The Barbiste Spirit is kept alive through the Friendly Association of Old Barbistes, founded in 1820, recognized a public society since 1880, which is the oldest association of alumni of France, "l'Association Amicale des Anciens Barbistes".

==Alumni==

Former Barbists (ordered by date of birth) include:

- Diogo de Gouveia (1471–1557)
- Ignace de Loyola (1491–1556)
- André de Gouveia (1497–1548)
- St.

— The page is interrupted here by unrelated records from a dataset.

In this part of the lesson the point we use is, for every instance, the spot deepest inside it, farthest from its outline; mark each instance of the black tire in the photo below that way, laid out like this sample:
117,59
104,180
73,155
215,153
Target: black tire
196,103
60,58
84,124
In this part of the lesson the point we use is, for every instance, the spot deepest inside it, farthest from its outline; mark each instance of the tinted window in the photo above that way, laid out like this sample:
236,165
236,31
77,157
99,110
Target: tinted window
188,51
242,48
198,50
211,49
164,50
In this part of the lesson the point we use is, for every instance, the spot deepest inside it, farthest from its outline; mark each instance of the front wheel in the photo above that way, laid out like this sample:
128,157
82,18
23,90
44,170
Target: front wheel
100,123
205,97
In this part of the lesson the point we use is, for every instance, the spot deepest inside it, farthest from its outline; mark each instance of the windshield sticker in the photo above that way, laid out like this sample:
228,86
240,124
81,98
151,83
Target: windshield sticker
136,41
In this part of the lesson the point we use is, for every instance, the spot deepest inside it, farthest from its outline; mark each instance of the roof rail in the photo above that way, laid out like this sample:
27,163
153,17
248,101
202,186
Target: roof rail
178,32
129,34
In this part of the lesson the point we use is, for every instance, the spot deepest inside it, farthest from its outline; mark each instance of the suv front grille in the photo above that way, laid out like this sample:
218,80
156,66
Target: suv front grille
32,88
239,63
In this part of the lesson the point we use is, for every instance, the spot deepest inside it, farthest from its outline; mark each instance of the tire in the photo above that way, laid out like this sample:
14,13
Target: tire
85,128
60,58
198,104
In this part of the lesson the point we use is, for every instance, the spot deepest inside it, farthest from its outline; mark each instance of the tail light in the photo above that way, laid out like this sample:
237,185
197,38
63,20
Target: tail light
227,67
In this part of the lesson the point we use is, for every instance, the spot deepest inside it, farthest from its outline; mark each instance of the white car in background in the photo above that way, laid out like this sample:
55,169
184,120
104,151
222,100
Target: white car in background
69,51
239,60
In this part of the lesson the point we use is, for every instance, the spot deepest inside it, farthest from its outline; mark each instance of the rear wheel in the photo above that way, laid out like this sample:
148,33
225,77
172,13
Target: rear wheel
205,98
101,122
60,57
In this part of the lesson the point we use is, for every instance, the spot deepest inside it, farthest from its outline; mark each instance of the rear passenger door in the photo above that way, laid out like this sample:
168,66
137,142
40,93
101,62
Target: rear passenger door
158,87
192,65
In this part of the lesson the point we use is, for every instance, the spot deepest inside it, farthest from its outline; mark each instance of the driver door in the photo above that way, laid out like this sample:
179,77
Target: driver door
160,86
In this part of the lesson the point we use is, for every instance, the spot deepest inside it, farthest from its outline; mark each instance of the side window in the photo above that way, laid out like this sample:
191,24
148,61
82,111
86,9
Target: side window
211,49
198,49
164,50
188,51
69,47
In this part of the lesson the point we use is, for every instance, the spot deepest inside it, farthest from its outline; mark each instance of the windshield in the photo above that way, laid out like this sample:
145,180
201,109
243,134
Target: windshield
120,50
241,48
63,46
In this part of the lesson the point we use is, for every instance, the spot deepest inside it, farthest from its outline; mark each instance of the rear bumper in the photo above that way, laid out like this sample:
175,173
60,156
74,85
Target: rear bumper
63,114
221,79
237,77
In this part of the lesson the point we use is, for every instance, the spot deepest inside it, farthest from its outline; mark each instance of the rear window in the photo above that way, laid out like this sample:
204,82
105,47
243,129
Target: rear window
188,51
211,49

François-Xavier (1506–1552), Roman Catholic missionary to India, China, and Southeast Asia
- Pierre Lefevre (1506–1546)
- Guillaume Postel (1510–1581)
- Achilles Statius (1524–1581)
- Michel Adanson (1727–1806), naturalist)
- Jean Baptiste Louis Romé de Lisle (1736–1790), founder of crystallography
- Jacques-Étienne Montgolfier (1745–1799)
- Eugène Scribe (1791–1861), dramatist and librettist
- Felix Dupanloup (1802–1878), bishop
- James Manby Gully (1808–1883), pioneer of hydrotherapy
- Warren De la Rue (1815–1889), British astronomer
- Gustave Eiffel (1832–1923), engineer
- Sarkis Balyan (Սարգիս Պալեան; 1835–1899)
- Arsène d'Arsonval (1851–1940), physicist and doctor
- Constantin Costa-Foru (26 October 1856 – 15 August 1935)
- Alfred Dreyfus (1859–1939)
- Jean Jaurès (1859–1914)
- Émile Borel (1871–1956), mathematician
- Enrique Zóbel de Ayala (born 1877), patriarch of the Filipino billionaire family of Zobel de Ayala
- Charles Péguy (1873–1914)
- Louis Blériot (1872–1936) Engineer and pioneer aviator
- Henri-George Clouzot (1907–1977), scenario writer
- the actors Michel Piccoli (born 1925)
- Claude Lelouch (born 1937), scenario writers
- Bernard Kouchner (born 1939)
- François Berléand (born 1952)

==Former faculty==
Among the former professors are the historian Jules Michelet (1798–1874) and the journalist Serge July (born 1942).

==Buildings==
The buildings of the college have undergone numerous modifications since its establishment in 1460. A university library, the Sainte-Barbe Library, has opened to the public in March 2009.